Parents Play Role in Child's Postop Pain
Approximately 5 million children in the US undergo surgery every year.1,2 For 40% to 60% of those children, enduring moderate to severe pain after an operation can be a significant issue, leading to poor outcomes.3
According to a new study, poor sleep and anxiety before a surgery may not be the only reasons a child experiences increased postoperative pain—whether a parent catastrophizes about their child's pain could play a major role, as well.4
Researchers at the Seattle Children’s Research Institute in Seattle, Washington, studied 60 adolescents (10 to 16 years old) who underwent spinal fusion and pectal repair surgeries. The children, predominantly white (83.34%) and female (66.7%), were assessed before and 2 weeks after their surgeries.
The children wore sleep actigraphy bracelets and used electronic diaries to report their pain and sleep, while questionnaires assessed pain location, child anxiety, Health Related Quality of Life (HRQOL), child and parent-related pain catastrophizing, and sociodemographic information. None of the children had comorbid conditions or took prescriptions prior to their procedures.
What Was Found
The researchers found that children who reported less presurgery sleep and more parental pain catastrophizing had greater pain intensities 2 weeks after their procedures.
"These findings highlight the significant impact parents can have on their child’s postsurgical recovery, particularly when they go home from the hospital," the authors said.

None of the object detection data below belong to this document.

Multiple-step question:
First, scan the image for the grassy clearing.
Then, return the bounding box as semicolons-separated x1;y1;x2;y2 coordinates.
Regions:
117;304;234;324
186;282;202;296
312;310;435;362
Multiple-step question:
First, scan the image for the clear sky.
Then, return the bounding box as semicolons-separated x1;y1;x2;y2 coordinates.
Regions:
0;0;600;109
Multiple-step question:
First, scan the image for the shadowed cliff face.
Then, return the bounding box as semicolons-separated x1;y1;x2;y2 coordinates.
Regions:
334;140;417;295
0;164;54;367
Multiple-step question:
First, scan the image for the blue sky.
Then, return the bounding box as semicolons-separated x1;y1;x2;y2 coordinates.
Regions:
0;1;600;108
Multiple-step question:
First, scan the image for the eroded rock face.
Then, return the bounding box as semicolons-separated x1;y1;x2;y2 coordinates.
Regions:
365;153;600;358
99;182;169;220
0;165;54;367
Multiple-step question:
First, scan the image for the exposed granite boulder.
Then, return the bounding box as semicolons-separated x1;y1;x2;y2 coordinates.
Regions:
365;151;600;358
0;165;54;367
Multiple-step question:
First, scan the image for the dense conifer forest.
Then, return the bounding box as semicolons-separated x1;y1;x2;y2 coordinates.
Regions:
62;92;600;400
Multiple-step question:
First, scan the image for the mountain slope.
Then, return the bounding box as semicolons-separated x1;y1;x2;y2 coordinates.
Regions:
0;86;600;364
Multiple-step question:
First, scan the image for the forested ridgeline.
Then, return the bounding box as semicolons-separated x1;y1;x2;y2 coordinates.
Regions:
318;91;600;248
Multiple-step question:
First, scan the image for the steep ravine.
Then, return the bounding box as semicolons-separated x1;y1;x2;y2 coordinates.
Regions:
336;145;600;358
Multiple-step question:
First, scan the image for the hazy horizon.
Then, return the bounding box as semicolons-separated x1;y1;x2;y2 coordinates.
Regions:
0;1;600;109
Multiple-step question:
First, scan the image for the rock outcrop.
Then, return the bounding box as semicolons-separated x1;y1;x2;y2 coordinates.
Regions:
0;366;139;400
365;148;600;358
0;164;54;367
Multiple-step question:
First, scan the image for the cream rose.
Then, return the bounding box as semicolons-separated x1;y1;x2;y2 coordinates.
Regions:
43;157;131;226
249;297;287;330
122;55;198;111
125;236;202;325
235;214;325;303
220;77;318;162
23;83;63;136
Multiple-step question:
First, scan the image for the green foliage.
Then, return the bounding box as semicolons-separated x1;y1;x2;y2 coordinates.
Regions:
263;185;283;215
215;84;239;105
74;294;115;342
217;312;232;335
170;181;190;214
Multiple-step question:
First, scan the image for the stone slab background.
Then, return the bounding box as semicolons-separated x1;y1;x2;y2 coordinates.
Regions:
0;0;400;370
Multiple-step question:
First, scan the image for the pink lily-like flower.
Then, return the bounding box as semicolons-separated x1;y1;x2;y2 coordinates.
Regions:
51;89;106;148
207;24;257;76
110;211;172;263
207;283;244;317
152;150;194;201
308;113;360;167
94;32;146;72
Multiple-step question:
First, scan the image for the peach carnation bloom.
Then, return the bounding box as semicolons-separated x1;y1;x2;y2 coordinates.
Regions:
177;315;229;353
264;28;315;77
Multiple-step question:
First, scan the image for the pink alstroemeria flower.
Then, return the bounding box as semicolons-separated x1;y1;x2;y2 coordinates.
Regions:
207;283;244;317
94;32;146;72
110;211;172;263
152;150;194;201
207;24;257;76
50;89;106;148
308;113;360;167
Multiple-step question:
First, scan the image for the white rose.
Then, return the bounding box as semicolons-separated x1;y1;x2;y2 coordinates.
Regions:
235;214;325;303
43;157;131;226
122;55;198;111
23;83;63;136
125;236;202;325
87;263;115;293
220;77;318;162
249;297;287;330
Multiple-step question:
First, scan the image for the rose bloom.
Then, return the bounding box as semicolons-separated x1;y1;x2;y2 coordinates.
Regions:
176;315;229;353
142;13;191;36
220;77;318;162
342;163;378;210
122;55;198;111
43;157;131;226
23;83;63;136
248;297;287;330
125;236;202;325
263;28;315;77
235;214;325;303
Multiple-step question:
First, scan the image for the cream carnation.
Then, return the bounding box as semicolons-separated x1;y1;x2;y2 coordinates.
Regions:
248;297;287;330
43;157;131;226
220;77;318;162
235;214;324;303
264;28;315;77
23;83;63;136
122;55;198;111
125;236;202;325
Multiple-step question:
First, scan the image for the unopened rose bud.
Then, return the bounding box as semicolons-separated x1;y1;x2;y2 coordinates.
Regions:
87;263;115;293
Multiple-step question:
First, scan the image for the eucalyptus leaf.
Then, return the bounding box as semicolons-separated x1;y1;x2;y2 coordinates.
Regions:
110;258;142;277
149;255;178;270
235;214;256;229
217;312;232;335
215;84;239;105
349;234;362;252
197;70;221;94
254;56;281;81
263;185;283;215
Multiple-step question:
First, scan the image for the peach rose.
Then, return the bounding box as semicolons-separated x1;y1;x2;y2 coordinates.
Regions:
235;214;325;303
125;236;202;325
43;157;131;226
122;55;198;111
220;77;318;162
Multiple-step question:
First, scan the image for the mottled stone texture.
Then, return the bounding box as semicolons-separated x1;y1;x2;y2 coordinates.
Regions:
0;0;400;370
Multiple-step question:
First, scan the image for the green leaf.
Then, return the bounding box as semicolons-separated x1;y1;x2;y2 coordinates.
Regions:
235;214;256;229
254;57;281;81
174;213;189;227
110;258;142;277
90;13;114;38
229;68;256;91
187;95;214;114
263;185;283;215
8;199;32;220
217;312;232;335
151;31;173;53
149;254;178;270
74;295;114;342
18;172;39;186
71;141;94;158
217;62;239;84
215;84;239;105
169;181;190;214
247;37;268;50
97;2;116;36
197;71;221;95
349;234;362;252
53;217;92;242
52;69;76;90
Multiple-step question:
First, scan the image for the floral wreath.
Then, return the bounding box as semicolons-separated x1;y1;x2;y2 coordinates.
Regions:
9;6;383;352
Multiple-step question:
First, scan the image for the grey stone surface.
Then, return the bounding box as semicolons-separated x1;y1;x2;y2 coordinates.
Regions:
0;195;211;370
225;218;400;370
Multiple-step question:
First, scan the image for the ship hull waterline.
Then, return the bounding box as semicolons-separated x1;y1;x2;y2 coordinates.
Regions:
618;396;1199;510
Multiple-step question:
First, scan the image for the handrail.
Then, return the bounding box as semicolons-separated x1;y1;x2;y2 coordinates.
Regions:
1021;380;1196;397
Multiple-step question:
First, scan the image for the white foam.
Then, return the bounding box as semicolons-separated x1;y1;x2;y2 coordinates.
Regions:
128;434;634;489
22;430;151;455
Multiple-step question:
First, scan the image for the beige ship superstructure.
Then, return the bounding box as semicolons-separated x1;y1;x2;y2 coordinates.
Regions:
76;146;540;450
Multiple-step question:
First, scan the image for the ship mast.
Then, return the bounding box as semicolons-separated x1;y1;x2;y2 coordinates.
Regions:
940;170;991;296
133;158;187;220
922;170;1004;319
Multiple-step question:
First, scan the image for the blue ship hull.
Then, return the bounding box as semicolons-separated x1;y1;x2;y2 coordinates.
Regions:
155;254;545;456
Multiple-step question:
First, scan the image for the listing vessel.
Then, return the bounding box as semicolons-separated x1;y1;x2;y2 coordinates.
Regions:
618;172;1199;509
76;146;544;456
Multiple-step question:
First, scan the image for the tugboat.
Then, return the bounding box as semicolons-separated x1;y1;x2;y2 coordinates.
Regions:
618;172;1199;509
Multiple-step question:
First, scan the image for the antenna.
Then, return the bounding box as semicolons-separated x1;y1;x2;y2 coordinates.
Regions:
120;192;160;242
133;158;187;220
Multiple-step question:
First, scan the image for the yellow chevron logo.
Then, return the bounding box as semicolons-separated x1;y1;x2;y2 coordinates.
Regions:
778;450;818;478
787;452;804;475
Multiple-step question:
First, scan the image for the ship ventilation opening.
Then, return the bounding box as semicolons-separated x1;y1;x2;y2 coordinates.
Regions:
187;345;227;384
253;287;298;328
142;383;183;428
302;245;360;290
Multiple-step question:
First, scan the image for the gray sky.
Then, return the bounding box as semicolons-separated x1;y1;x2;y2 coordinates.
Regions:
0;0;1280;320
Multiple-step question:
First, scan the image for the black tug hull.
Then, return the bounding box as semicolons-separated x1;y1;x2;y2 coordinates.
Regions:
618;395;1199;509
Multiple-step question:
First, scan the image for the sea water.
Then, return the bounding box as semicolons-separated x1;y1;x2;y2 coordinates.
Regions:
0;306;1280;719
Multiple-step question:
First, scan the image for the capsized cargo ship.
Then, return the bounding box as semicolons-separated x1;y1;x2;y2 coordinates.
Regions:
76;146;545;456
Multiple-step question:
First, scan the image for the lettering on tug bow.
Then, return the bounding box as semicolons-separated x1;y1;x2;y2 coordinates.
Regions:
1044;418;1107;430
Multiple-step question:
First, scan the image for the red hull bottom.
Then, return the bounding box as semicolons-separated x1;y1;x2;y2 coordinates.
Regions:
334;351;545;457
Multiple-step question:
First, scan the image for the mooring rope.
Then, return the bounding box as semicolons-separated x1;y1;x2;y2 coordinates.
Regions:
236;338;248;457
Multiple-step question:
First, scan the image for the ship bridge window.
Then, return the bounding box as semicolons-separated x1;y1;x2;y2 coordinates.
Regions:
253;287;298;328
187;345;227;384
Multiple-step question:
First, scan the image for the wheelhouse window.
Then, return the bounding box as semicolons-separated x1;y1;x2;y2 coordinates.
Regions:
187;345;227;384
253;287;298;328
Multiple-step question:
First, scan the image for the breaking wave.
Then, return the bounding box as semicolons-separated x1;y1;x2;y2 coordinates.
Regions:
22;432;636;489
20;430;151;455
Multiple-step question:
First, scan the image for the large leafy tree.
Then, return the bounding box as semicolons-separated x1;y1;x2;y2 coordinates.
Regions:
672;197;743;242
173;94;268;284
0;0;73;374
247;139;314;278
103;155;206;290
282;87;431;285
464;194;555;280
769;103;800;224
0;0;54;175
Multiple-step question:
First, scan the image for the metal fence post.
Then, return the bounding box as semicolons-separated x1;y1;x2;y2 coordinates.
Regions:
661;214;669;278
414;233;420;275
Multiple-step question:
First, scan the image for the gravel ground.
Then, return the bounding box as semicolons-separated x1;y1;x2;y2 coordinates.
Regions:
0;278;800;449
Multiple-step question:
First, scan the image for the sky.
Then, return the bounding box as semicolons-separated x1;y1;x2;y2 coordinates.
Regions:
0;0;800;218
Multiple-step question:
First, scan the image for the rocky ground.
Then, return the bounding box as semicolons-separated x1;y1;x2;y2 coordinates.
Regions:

Past studies have looked at parent catastrophizing before.5-7 The scant literature does vary, although they may have used imperfect methodologies, the authors noted.
By contrast, this new study measured "parental factors before the child’s surgery," which likely limited the "impact that the early perioperative experience may have on parents’ responses." The researchers also looked at the parent's catastrophizing in regards to their child's pain, not their own, which was more relevant to the context.
Parent's Perception of Pain Influences Children
According to Beth Darnall, PhD, a clinical associate professor at Stanford University School of Medicine in Palo Alto, California, research into the effects of parent pain catastrophizing, while nascent, has indeed shown that in the context of chronic pain, parental responses to their child's pain are a "strong predictor" of their child's pain outcomes.
"Children model parental responses. If parents become anxious and hypervigilant about their children's pain, children are more likely to respond similarly," Dr. Darnall said.
Interestingly, the study's authors also noted how parental pain catastrophizing predicted the level of the child's physical functioning in the acute recovery phase after surgery. To Dr. Darnall, this is a concrete example of how parents can be an intrinsic factor in the child's recovery process.
"Parental responses shape the child’s behavior—for better or for worse," Dr. Darnall said. "For instance, helping their children get to school versus allowing them to miss more and more days from school—something that can quickly evolve into a cycle of disability."
The study's authors mentioned the importance of involving parents in interventions that could reduce children's postsurgical pain and improve HRQOL.
"There is a very big opportunity to conduct high-impact work in this space," Dr. Darnall said.
Back in 2013, Dr. Darnall developed a successful single-session intervention for catastrophizing.8 Stanford is currently studying a pain psychology treatment Dr. Darnall developed for adults preparing for surgery, which can be tailored to children, as well, she said.
"Practitioners can help connect parents to the right information that empowers them to help themselves—and especially help their children," Dr. Darnall said.
"I tell my patients that some discomfort after surgery is normal. And, there’s a lot you can do to control the discomfort by using mind-body skills and techniques. Parents can steer their children towards active coping skills that will help them learn to control their own experience of pain, instead of staying in bed and waiting it out – that's a strategy that doesn’t work in the long run."
The study published in The Journal of Pain is ongoing. It will collect follow-up data a year after the children's surgeries. Hopefully, this further data will reveal more inferences on how presurgery psychosocial and behavioral factors can influence children's pain after surgery, as well as their HRQOL.
The study received support from the Clinical Research Scholars Program at the Seattle Children’s Research Institute. The authors reported no conflicts of interest.